На одной из фотографий он среди выпускников художественного училища. Там я увидел несколько мне знакомых персонажей – эти ребята жили вместе с Кересом в общежитской комнате. С одним из них, Игорем Кошельковым, приходилось мне часто видеться, когда по направлению он приехал работать в город, где я тогда жил. Мы дружили. Он не горел желанием получить вузовский диплом. В полутёмной просторной, никогда не убиравшейся художественной мастерской, где я не раз бывал, его нещадно использовали на оформительстве лозунговой и пропагандистской продукции советского образца. Товарищи по ремеслу ценили его за откровенные, честные порывы к лучшему применению способностей. Потом он перевёлся в реставраторы, в какой-то столичный музей. Очень редко, но, пожалуй, что даже системно мы с ним перезванивались, а иногда и виделись, главным образом по его инициативе. Он меня считал компетентным в отдельных аспектах общей теории искусства и каждый раз как-то неожиданно, словно из ниоткуда, выходил со мною на связь, задавая вопросы и рассказывая новости, интересные обоим. Тем же манером, от случая к случаю, он перезванивался и с Кересом, так что, получалось, он оказывался контактёром между нами.
Ему часто приходилось менять места работы, хотя реставрации он уже не изменял. Как правило, очередное его передвижение служило ему и поводом для обращений ко мне и к Кересу, для устройства нашей «общей сверки», как он говорил.
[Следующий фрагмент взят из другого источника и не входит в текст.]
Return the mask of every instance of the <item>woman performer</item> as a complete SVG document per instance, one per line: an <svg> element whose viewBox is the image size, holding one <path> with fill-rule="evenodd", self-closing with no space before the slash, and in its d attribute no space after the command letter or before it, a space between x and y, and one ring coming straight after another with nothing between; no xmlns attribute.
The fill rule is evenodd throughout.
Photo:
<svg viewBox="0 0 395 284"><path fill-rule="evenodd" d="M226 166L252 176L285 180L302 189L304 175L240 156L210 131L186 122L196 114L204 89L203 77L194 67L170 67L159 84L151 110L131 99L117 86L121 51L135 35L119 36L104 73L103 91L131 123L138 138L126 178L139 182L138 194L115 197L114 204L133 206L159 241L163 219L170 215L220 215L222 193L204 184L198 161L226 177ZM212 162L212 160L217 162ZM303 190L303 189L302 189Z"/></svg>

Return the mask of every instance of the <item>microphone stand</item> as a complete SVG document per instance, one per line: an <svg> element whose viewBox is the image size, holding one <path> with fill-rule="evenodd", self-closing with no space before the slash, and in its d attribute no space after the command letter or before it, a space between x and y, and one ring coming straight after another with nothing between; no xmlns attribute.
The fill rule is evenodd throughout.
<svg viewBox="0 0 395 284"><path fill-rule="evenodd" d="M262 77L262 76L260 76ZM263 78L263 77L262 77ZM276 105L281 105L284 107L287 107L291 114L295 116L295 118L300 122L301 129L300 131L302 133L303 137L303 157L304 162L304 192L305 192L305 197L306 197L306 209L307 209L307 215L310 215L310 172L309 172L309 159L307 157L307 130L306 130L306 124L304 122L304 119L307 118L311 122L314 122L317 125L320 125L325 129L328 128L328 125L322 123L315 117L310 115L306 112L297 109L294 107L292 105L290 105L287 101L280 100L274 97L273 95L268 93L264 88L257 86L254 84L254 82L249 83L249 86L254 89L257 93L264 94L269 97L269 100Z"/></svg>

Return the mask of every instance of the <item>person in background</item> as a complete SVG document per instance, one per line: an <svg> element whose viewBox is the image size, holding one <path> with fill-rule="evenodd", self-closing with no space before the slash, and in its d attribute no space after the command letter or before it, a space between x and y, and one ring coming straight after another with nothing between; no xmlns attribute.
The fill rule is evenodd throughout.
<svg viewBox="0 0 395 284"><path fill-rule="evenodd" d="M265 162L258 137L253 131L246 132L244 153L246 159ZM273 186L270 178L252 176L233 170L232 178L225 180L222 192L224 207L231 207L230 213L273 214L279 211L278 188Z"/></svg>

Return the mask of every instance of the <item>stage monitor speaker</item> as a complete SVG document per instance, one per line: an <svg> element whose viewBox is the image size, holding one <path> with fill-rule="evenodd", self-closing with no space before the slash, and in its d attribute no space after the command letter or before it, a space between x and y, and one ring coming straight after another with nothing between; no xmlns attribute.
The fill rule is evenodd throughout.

Именно от него на протяжении многих лет я имел о Кересе наиболее объёмную информацию, дополнявшую ту, что я имел от связи непосредственно с ним, а теперь вот и от его вдовы. На тот момент, когда я оказался в итальянской столице, мы с Игорем не общались, кажется, с год, если не больше. Такие продолжительные паузы в наших с ним отношениях наблюдались и раньше. Подумалось: «Где-то он теперь? Не случилось ли чего? И где другие – из той, училищной когорты? Известно ли им о произошедшем?»